5. In the event that a receiving Party or anyone to whom the receiving Party transmits such Confidential Information pursuant to this Agreement is legally requested or required (by oral questions, interrogatories, request for information or documents, subpoena, civil or criminal investigative demand or similar process) to disclose any Confidential Information of a disclosing Party, or if such disclosure is necessary in order to obtain or maintain regulatory or governmental approvals, applications, or exemptions, the receiving Party will provide the disclosing Party with notice, to the extent that such notice is legally permissible and reasonably practical, prior to disclosing such information, so that the disclosing Party may seek an appropriate protective order and/or waive compliance with this Article. If, in the absence of a protective order or the receipt of a waiver hereunder, a receiving Party is nonetheless legally compelled to disclose such information or needs to disclose such information in order to obtain or maintain regulatory or governmental approvals, it may, without liability hereunder, furnish that portion of such Confidential Information that is legally required and will exercise its reasonable efforts to obtain reliable assurance that confidential treatment will be accorded such Confidential Information.

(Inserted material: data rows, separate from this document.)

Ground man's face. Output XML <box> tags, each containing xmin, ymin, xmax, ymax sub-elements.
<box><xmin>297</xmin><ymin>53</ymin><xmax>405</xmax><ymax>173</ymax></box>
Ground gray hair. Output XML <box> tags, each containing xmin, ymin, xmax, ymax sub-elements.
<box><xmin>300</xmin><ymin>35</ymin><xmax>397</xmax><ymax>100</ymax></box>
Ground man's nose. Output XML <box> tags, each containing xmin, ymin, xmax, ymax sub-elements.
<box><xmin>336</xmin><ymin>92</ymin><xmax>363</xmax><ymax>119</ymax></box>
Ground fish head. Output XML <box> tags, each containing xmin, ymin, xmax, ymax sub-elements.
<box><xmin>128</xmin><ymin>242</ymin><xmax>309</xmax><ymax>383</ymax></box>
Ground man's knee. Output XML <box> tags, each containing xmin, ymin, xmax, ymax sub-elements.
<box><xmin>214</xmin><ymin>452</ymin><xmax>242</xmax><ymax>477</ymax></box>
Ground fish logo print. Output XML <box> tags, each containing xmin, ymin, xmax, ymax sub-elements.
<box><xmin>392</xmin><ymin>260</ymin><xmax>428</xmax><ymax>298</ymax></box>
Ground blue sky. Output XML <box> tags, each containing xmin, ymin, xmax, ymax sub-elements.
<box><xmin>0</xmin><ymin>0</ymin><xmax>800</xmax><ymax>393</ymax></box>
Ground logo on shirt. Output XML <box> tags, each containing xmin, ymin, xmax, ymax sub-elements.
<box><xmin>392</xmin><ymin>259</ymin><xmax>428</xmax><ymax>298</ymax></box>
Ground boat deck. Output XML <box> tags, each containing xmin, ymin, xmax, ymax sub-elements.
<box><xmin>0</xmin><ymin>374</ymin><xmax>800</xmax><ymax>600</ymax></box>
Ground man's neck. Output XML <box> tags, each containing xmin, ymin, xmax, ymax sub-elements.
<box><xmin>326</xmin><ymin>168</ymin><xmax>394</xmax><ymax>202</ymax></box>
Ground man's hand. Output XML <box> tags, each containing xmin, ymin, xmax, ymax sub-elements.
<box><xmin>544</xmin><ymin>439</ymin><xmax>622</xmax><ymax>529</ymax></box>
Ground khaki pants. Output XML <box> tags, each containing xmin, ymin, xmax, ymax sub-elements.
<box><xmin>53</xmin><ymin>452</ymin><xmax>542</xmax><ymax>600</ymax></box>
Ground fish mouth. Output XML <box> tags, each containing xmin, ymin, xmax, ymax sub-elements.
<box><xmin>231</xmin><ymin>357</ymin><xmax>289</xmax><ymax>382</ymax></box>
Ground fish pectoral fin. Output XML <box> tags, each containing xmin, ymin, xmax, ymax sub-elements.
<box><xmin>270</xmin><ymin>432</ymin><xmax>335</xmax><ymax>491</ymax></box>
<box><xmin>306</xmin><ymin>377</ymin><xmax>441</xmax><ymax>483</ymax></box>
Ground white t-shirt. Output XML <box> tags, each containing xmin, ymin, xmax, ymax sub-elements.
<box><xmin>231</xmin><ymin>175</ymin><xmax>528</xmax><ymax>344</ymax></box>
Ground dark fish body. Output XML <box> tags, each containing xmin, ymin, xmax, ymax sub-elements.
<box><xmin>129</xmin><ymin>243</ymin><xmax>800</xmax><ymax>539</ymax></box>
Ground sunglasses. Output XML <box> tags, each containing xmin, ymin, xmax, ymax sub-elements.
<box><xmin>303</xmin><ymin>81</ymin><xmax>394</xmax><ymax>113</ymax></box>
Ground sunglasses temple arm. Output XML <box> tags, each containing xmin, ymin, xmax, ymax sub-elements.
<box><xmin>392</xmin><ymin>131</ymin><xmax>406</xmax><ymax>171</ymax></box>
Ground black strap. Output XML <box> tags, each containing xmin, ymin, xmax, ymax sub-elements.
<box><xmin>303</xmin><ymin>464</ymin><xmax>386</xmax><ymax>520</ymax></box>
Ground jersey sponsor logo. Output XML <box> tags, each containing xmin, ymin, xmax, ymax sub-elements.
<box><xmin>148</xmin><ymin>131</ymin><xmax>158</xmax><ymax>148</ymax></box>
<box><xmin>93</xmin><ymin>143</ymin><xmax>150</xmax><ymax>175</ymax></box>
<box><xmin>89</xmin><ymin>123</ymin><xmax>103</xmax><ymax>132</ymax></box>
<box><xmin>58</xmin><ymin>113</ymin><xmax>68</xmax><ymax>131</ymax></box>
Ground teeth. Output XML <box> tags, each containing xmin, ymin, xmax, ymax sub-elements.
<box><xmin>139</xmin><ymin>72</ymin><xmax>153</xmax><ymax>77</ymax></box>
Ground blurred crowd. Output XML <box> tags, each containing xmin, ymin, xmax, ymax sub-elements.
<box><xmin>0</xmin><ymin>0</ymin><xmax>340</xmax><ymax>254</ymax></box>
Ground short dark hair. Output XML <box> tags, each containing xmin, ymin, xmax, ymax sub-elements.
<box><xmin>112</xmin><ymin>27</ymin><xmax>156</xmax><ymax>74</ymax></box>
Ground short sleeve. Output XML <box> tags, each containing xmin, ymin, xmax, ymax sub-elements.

6. The Confidential Information shall remain the property of the disclosing Party, and the disclosing Party may demand the return thereof at any time, upon giving thirty (30) days prior written notice to the receiving Party. Upon receipt of such notice, the receiving Party shall return all of the Confidential Information and all copies in its possession to the disclosing Party as soon as is reasonably practical, but in no event shall the receiving Party have fewer than thirty (30) days to return such Confidential Information to the disclosing Party. In the event that the receiving Party has destroyed any copies, such receiving Party shall confirm the destruction of such copies in the letter accompanying the return of the documents and copies that were not destroyed. Notwithstanding the foregoing, (i) the receiving Party shall not be obligated to return or destroy any documents created by it that may reflect or refer to Confidential Information; (ii) the receiving Party may create and retain an abstract describing the type of Confidential Information that it receives sufficient to document the nature and scope of the Parties’ discussions pertaining to the Parity Certification; (iii) the receiving Party shall not be obligated to return or destroy any Confidential Information that the receiving Party is retaining pursuant to a document retention hold established in connection with any civil or criminal investigations or litigation, in which event the Confidential Information shall be retained by the receiving Party until such time as the document retention hold is no longer in effect, at which time the Confidential Information shall be returned to the disclosing Party or destroyed as aforesaid; and (iv) to the extent that receiving Party’s computer back-up procedures create copies of the Confidential Information, the receiving Party may retain such copies in its archival or back-up computer storage for the period the receiving Party normally archives backed-up computer records. Any such documents or abstract so created will be retained subject to this Agreement until they are destroyed or erased.

7. In the event of any breach or threatened breach by a Party of the terms hereof, the other Party shall be entitled to seek injunctive and other equitable relief, and the Party shall not plead in defense thereto that there would be an adequate remedy at law. Such remedy shall be cumulative and in addition to all other remedies available. The Parties acknowledge that the Confidential Information is valuable and unique and that disclosure in breach of this Agreement may result in irreparable injury to the disclosing Party.

8. Notwithstanding anything to the contrary in this Agreement, neither party shall be liable for any indirect, incidental, punitive, exemplary, special, or consequential damages.